(613a) Block Copolymer Self-Assembly in the Presence of Liquid Crystals
AIChE Annual Meeting
2021
2021 Annual Meeting
Materials Engineering and Sciences Division
Polymer Thermodynamics and Self-Assembly
Thursday, November 11, 2021 - 12:30pm to 1:00pm
The presence of mesogens attached to block copolymers (BCPs), or blended with BPCs can result in a rich interplay of self-assembly on multiple length scales, and provides new opportunities to control nanostructure development. Here, we examine the self-assembly and directed self-assembly of liquid crystalline (LC) BCPs, block co-oligomers and BCP-analogous macromolecules containing mesogens. We observe a rich phase behavior, including the formation of highly persistent domains, gyroid morphologies and strongly asymmetric phase diagrams, and we encounter systems with structural periodicities as small as ~6 nm. We consider the phase behavior and magnetic field alignment of LC BCPs in the presence of labile mesogens that selectively sequester with the LC block. At low concentrations in thin films, the labile mesogens induce a transition from parallel to perpendicular morphologies, for both lamellae and cylinder-forming systems. This display is rooted in homeotropic anchoring of the labile mesogen at the free air-surface of the film, and is robust against a variety of substrates. In bulk cylinder-forming samples, we observe a transition from hexagonal cylinders to FCC spheres beyond a critical mesogen concentration.
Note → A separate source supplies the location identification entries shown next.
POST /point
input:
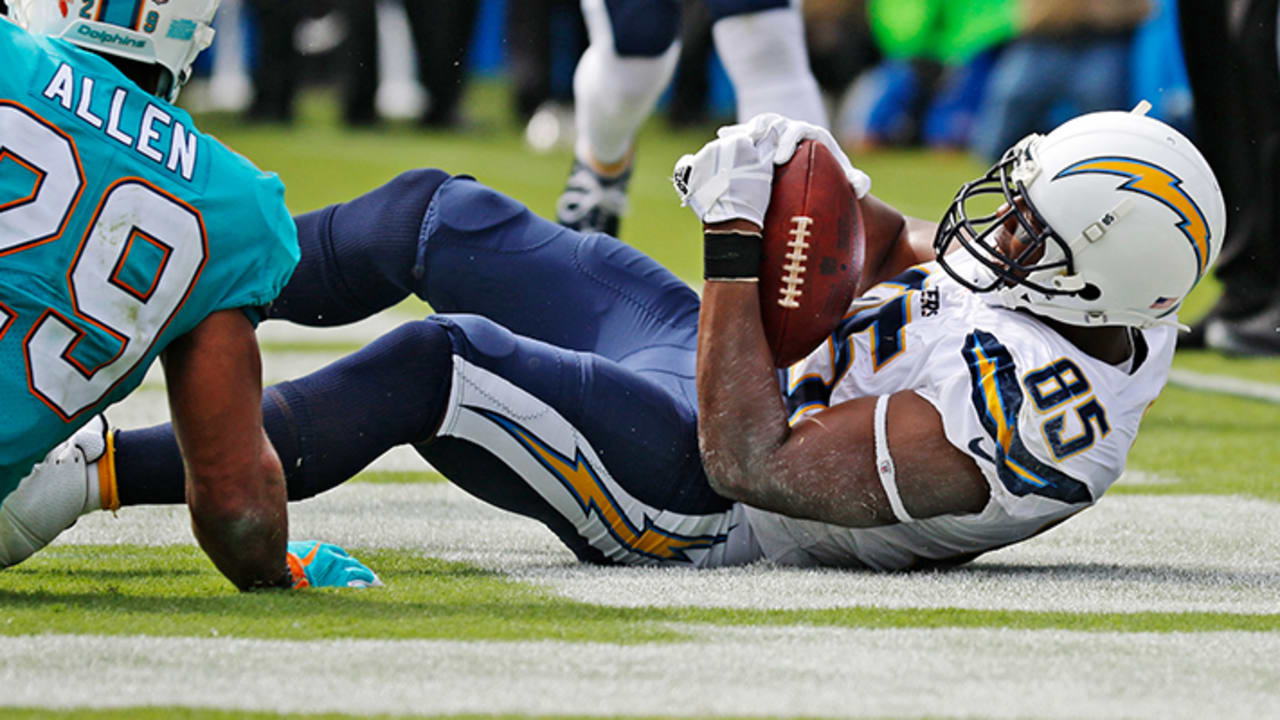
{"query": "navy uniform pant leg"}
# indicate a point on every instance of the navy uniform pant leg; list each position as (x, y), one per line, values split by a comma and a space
(485, 254)
(603, 455)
Despite the isometric nature of the cubic lattice, the system aligns with the [100] axis parallel to an applied magnetic field, resulting in a degenerate, fiber-like texture. We speculate that this response may originate from symmetry breaking due to the action of the field that leads to a 2-step ordering process of the spherical microdomains. Alternatively, the response may indicate the presence of an unexpected magnetic easy axis in this cubic system.